桜咲さんが入学してきた頃に比べたら、だいぶ友達っぽくなったのでは?
桜咲さんが文句も言わずに並んで歩いているだけでも、随分と変わったものです。最初の頃は先生を騙せればいいと言っていたのに。
素直ではありませんね。
「どうかしたのか?」
「いえ、何でもありません。気にしないでください」
「そうか。だが、あまり無理はするなよ?屋内とは言えこの暑さだ。もし君が倒れたら――私が困るからな」
さらりと言った、可愛くない偉そうな言葉。
最初の頃は、イライラして仕方がありませんでしたが……今はすっかり慣れてしまいました。
それに……
「私が倒れたら、どう困るんですか?」
前とは違い、随分とお優しくなった様子なので、容赦なくその優しさをおちょくる。
ああ、楽しい。
「…………」
「ねぇねぇ、どう困るんですか?教えてくださいよ~~」
「…………」
「ほら、素直になっちゃいなよ。私の事がしんぱ――ひぎゅっ!?」
突如、すねに走る鈍い痛み。
ジーンとした痛みが頭の先まで駆け抜けました。
「~~ーーーっ!?」
悲鳴すら上げれずにただじっと痛みが去るのを待つ。
「おっと、すまない。足が滑ってしまった」
桜咲さんはプラプラと小さな足を上げ、わざとではないとアピール。
でも、その顔は邪悪な笑みを浮かべていて、とても腹立たしい。
「私は先に行っているが、君もすぐに来るんだぞ?」
桜咲さんはニヤニヤしながら先に階段を下りていく。
「……あの人、本当に性格悪いですね」
必死にすねを撫でながら、そう思いました。
少しは仲良くなって、本当は恥ずかしがり屋のツンデレさんでは?と思い始めていました。が、やっぱり勘違いかもしれません。
「ちょっと、マジで痛いんですけど。あの人、どんだけ恥ずかしかったんですか!?」
青痣が出来てました。
いたい。
私が少し遅れて職員室に入ると。
「あっ、ごめんね。呼び出しておいて悪いんだけど、やっぱり帰ってもいいよ」
教師らしくなったと思いましたが、気のせいだったみたいです。
春の頃と何も変わらない情けない顔で、謝ってくる。
「え?呼び出しておいてですか?」
「本当にごめんね!ごめんなさい!」
お詫びとして冷たい缶ジュースを渡された私達は、そのまま職員室を出るのでした。
職員室とは違い、蒸し暑い廊下。
セミの元気な声が窓の外から聞こえてくる。
「……なんだったんでしょう?」
「さあな……」
すっかり慣れた二人の距離。慣れてしまったこの空気。
「……このあと何か予定……あります?」
「ないな。強いて言えば、庭の草むしりくらいだろ」
「そうですか……ならユメッチと一緒に三人でどこか行きませんか?」
まぁ、断られるだろうな。そう思いながらも、
「そうだな……」
桜咲さんは貰ったばかりの缶ジュースをじっと見つめる。
「あっ、一応誘っただけなので、無理しなくても――」
「たまにはいいかもな」
「――え?」
絶対に言わないだろうと思っていた言葉が聞こえ、間抜けな顔で聞き返してしまう。
「どうした、そんな奇妙な物を見るような顔をして?どうせ私が誘いに乗るとは思わなくて驚いているんだろ?」
「え、ええ、まあ……その通りですけど」
「はは……相変わらずおかしな奴だよ、君は」
そう言って、笑う桜咲さん。
「どうせ、明日からしばらく会うこともないんだ。
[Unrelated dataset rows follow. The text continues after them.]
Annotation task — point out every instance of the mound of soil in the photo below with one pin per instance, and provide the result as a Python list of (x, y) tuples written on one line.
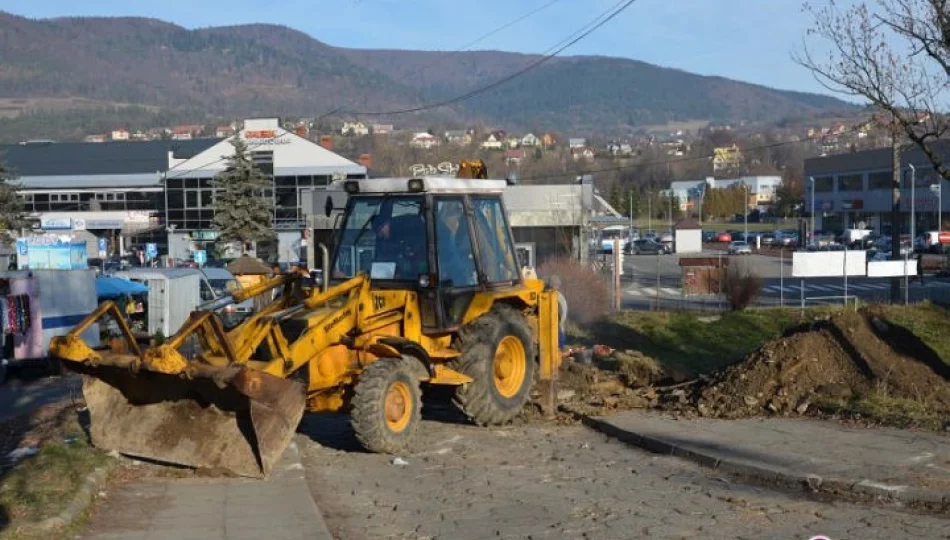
[(847, 357)]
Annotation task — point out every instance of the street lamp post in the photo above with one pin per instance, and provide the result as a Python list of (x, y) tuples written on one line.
[(913, 204), (811, 179), (745, 210), (937, 190)]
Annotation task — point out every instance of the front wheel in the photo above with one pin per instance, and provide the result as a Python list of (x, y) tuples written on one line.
[(498, 353), (387, 405)]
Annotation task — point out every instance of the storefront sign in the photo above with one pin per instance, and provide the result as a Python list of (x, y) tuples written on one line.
[(205, 235), (856, 204), (444, 168), (51, 252), (56, 224), (103, 224)]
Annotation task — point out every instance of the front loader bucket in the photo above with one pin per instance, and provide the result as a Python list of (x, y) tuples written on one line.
[(240, 424)]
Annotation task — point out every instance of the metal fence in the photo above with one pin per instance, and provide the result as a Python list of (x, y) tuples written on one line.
[(657, 288)]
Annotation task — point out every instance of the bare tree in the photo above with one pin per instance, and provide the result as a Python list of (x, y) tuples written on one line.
[(896, 55)]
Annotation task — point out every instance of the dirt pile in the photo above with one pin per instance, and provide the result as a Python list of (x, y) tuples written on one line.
[(849, 358), (601, 380)]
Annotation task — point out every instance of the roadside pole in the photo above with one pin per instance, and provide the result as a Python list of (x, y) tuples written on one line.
[(803, 297), (617, 271), (846, 276), (781, 282)]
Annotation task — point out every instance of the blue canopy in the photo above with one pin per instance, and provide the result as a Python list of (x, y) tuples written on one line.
[(111, 287)]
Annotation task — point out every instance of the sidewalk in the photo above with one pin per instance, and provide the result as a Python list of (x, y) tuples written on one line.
[(856, 463), (279, 508)]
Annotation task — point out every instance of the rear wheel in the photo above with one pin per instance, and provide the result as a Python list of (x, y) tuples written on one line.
[(498, 353), (387, 405)]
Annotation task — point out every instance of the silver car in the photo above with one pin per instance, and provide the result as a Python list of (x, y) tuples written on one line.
[(740, 248)]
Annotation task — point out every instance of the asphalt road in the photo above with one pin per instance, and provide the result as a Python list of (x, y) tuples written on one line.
[(547, 481), (651, 280)]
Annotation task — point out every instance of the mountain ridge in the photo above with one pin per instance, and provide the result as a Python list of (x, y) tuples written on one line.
[(264, 69)]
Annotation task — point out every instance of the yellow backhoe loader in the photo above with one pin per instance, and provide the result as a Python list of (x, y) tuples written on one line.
[(421, 286)]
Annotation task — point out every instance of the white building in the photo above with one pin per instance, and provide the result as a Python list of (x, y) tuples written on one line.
[(423, 140), (492, 143), (293, 162)]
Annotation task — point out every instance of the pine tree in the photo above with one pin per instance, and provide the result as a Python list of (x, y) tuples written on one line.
[(13, 217), (241, 212)]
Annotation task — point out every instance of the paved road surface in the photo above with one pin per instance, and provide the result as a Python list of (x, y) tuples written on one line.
[(552, 482)]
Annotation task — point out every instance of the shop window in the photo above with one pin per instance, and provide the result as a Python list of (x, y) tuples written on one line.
[(176, 198), (851, 182), (824, 184)]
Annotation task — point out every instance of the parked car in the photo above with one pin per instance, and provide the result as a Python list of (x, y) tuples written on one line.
[(740, 247), (649, 246)]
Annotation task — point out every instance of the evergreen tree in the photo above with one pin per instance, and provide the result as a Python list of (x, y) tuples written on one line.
[(241, 212), (13, 218)]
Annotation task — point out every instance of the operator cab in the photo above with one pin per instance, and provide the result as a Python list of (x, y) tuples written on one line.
[(445, 238)]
最後くらい、その顔をじっくりと見ておいてやろうと思ってな」
「あなた……――まぁ、それもそうですね」
いつもみたいに本当に可愛くない、そう続けようと思いました。
ですが……何となく、それは言わない方がいい気がした。
「夏は嫌いだが……青い空に浮かぶ入道雲は……悪くない」
窓から見える、真夏の空はとても青くて。
「そうですね……私も嫌いじゃないですよ。夏の空は」
それを見る桜咲さんの顔は、これから始まる長い休みを――
「そうか……珍しいな。君と同じ意見になるなんて」
――小さな子供みたいに、心の底から楽しみにしている。
私にはそう見えました。
「始まりますね。夏休み」
「ああ……そうだな」
この先に何があるかなんて分かりません。
ですが――きっと楽しい夏休みになる。
何故だか、そんな気がします。
◇
「……やっぱ、聞けないよ~聞けなかったよ~~」
私、
新任一年目。
初めて担任として請け負ったクラスに現れた困った転校生。
私のお願いを聞いてくれたのか、姫花さんが仲良くなってくれてて安心したのに……
一人暮らしの部屋で、缶ビール片手にベッドにもたれかかる。。
「まさか……あの二人が……」
ビールを流し込み、頭に浮かぶのは、偶然見てしまったある光景。
空き教室の掃除を頼んで、戻ってみると……――そこには、あられもない姿で絡む桜咲さんと姫花さんの姿が……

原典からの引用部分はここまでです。